A questão do cinema (crítico) hoje não é, portanto, confirmar este ou aquele pressuposto (linhas demais já foram desperdiçadas exaltando ou condenando o filme de Bonello como um libelo feminista, mas eu não desperdiçarei mais do que um parênteses com todas essas linhas), de interpretar moralmente um travelling pela afirmação ou pela negação, mas sim de prover consciência de que essas forças estão permanentemente em conflito na cena. Se o espectador de cinema é, hoje, o viajante triste (mas que se acredita feliz) dos trens do presente – um trem que começou a andar muito antes de sua chegada, e seguirá em movimento depois de sua partida, sabe-se lá para onde – o cinema hoje assume a responsabilidade de mostrar como e por quais razões ele foi parar ali. Para isso, é necessário atrelar cada imagem de L’Apollonide a uma genealogia: o cinema que vemos é o mesmo dos museus e dos nickelodeons, da grande arte e do divertimento barato, da sensualidade bruta e trágica que a câmera propaga justamente ao sugá-la dos corpos, vampirizando qualquer coisa que tenha a ver com vida, retalhando rostos para transformá-los em máscaras (mortuárias) que sorriem. O cinema dos filmes “científicos”, das cirurgias e das trepadas em close (ou não), dos duelos do faroeste e do coelhinho, o pobre coelhinho por quem Godard fazia luto em seu Histoire(s) du Cinema, morto com um tiro na fuça por um plano primoroso de A Regra do Jogo, de Jean Renoir. O cinema que é, necessariamente e ao mesmo tempo, um encontro com a morte e um passatempo erótico, remetendo o termo francês para orgasmo que ecoa como subtítulo deste texto.
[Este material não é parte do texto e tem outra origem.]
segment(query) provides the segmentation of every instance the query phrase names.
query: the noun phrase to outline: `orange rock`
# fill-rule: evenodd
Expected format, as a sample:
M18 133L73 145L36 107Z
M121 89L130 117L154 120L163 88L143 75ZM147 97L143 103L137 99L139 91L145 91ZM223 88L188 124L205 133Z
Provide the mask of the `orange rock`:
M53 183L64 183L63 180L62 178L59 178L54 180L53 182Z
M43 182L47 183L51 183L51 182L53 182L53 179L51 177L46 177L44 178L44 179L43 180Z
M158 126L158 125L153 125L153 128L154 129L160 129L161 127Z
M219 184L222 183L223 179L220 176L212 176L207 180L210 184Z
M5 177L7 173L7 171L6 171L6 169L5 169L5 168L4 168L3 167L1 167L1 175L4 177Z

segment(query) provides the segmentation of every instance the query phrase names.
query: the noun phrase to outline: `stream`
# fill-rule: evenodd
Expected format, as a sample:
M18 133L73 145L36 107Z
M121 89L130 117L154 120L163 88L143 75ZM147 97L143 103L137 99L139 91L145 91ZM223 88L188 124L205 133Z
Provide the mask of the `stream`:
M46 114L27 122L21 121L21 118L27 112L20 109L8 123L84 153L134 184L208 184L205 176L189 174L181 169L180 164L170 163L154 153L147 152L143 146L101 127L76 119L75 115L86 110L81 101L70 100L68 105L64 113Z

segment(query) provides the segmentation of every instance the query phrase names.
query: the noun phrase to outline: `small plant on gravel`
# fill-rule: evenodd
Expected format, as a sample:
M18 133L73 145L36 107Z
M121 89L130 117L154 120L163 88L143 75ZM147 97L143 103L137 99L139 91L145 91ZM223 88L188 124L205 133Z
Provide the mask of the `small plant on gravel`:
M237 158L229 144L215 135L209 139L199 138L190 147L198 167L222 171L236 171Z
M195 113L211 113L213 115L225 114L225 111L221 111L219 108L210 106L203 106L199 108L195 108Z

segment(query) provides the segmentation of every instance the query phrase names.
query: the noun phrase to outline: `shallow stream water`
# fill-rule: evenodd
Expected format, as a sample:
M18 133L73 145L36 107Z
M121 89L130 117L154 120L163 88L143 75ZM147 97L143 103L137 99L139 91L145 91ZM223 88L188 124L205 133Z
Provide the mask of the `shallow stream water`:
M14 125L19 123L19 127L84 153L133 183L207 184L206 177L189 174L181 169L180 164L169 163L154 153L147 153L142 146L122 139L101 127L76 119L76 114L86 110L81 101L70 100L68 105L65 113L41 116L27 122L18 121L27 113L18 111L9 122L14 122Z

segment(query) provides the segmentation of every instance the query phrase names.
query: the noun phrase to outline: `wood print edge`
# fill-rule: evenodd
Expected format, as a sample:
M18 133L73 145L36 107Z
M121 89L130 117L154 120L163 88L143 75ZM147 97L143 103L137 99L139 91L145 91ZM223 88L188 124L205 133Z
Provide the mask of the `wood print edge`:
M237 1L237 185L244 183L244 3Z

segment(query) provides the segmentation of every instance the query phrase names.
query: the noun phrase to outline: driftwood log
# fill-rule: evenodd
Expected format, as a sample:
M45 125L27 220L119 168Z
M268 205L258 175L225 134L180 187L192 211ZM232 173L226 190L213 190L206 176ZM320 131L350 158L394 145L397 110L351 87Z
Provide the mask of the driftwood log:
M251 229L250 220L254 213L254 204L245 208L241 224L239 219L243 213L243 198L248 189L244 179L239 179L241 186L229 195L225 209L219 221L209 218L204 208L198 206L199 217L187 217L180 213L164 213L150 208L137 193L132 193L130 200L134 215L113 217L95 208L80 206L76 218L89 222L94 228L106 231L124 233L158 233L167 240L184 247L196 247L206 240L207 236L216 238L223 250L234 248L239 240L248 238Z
O baile de máscaras (ou o motim das aparências), que é o próprio cinema, é justamente esse espaço de fantasia e do alto preço a se pagar por elas: matar um momento do mundo, empalhando a carcaça em um pedaço de celulóide. E o cinema carrega consigo essa ambivalência fundadora, essa possibilidade de, seja ao registrar pela primeira vez o movimento dos animais nas placas de Marey ou ao encenar um bordel em toda sua exuberância de caixão, revelar as forças que estão em jogo. Corpos opulentos a se exibirem, distribuindo tufos de pelos pubianos como iscas de adesão a uma imagem de mulher já congelada no passado… para, ao fim, se emparederem em rostos petrificados que fitam a câmera em absoluta autonomia, impenetráveis, indecifráveis, indomáveis como uma pantera solta da coleira (“ela é fêmea!”), com os falsos rasgos que fizeram em seus próprios rostos.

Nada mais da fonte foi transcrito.